20 мая под Дулланом, неподалеку от Аббевиля, дивизия впервые наткнулась на англичан. Контратака томми была яростной. Было подбито восемнадцать немецких танков. Штауффенберг написал, "что, в отличие от французов, они проявили большое умение воевать. Они хотели биться". 22 мая он был в Сент-Омере, менее чем в 20 километрах от побережья. По непонятным причинам Гитлер приказал прекратить продвижение. Казалось, он был удивлен своим успехом и опасался ловушки. Если только не надеялся на то, что, дав экспедиционному корпусу уплыть из Дюнкерка, он получит возможность проще договориться с Лондоном. Передовым войскам это было непонятно. Штауффенберг был озадачен. Несмотря на то что 23 мая разведчики могли добраться до города Кале и связать редкие группы обороняющихся, ему был непонятен приказ стоять на месте, опустив оружие. Вместе с полковником фон Эзенбеком он клял "эти глупые приказы берлинских трусов". Тем более что в это время Королевский военно-морской флот переправлял войска на другой берег Ла-Манша. Когда наконец был отдан приказ сузить Дюнкерский котел, враг уже успел опомниться. 28 мая в дюнах Касселя одна британская бригада заняла оборону, полная решимости стоять до конца, выполняя задачу, если придется даже пожертвовать собой. Потери 6-й дивизии были большими и бесполезными!

Но Штауффенберг не имел времени на то, чтобы раздумывать над этой странной стратегией. 27 мая он получил "печальное известие" о своем назначении в штаб сухопутных войск, во 2-й отдел ОКХ, занимавшийся вопросами тылового обеспечения во время войны. Он мог теперь делать в крупном масштабе то, что уже два года делал в масштабе дивизии. Войну его однополчане должны были выиграть без него. 17 июня маршал Петен запросил перемирия. 22 июня оно было подписано в Ретонде близ Компьеня, в бережно сохраненном вагончике, где в 1918 году маршал Фош принимал немецких полномочных представителей. Круг замкнулся. Версаль был отмщен.

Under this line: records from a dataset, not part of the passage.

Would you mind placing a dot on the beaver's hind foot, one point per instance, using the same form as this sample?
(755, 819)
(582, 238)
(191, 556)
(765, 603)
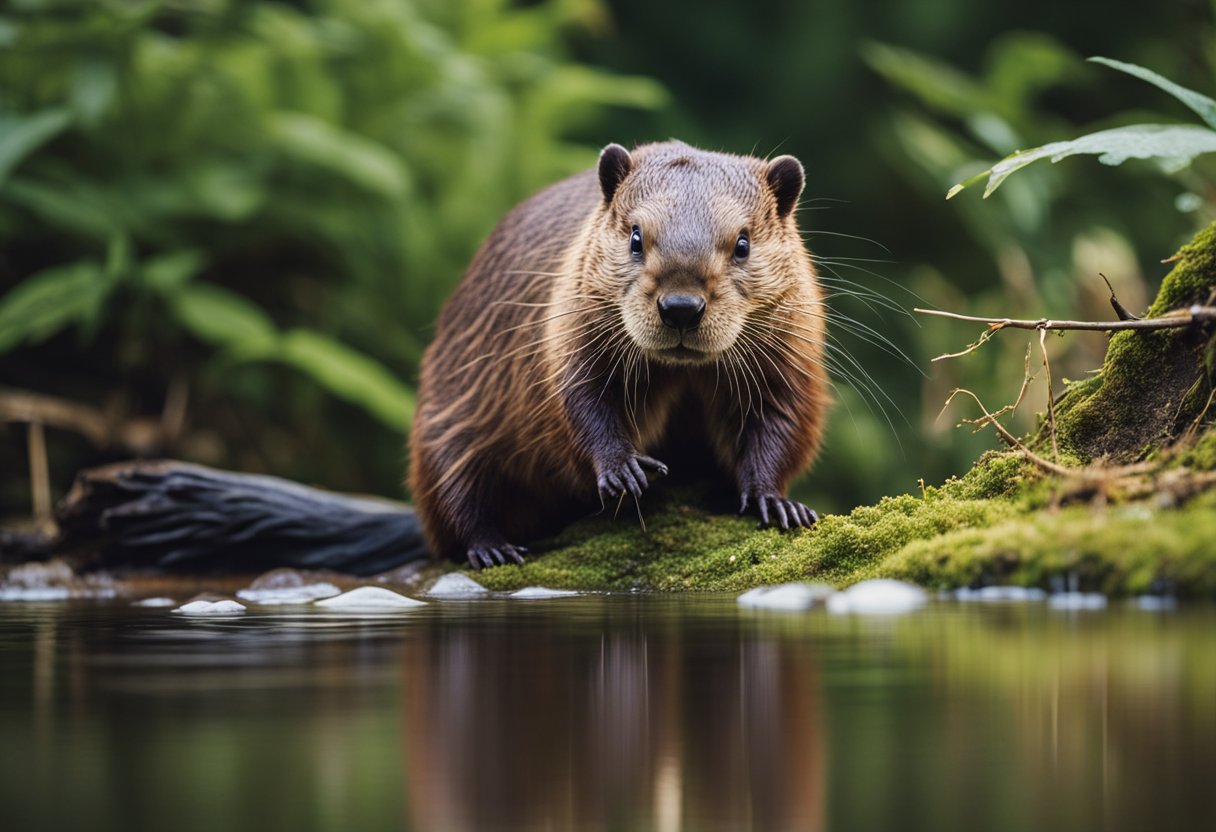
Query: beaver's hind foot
(496, 554)
(776, 509)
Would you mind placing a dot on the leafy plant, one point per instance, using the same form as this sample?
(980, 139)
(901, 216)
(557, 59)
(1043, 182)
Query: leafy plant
(271, 198)
(1174, 145)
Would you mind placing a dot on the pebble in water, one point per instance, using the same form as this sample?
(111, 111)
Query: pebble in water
(370, 599)
(541, 592)
(880, 596)
(155, 602)
(1001, 594)
(303, 594)
(225, 607)
(1155, 602)
(34, 594)
(455, 585)
(1077, 601)
(793, 597)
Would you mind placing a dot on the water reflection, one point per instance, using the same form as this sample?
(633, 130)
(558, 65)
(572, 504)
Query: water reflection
(613, 726)
(607, 713)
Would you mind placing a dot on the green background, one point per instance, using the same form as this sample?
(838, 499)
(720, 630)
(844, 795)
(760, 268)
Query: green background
(226, 228)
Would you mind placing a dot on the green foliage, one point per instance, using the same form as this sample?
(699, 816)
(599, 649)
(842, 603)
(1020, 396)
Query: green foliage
(290, 185)
(51, 301)
(1174, 146)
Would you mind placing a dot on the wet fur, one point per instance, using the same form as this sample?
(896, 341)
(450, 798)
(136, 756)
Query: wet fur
(547, 376)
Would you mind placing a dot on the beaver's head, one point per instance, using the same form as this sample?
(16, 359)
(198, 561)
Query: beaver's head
(694, 246)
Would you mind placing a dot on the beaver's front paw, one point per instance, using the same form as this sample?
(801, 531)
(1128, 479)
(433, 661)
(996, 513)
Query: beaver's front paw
(487, 555)
(773, 507)
(628, 474)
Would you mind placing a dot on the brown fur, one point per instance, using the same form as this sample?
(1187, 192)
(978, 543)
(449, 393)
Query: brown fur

Клаус не строил иллюзий. Он знал, что дорога будет долгой, особенно после того, как прочувствовал боеспособность британцев. Он написал Нине: "Не надо расслабляться. Нам еще предстоят тяжелые бои. Мы начинаем войну по уничтожению Великобритании". Пусть даже инцидент с Кале его огорчил, он думал о том, что стал свидетелем необычайного события, что служил "величайшему полководцу всех времен". Всего за месяц, понеся небольшие потери, фюрер добился того, что не получилось за четыре года предыдущей войны, унесшей 1,5 миллиона солдат, погибших в грязи траншей.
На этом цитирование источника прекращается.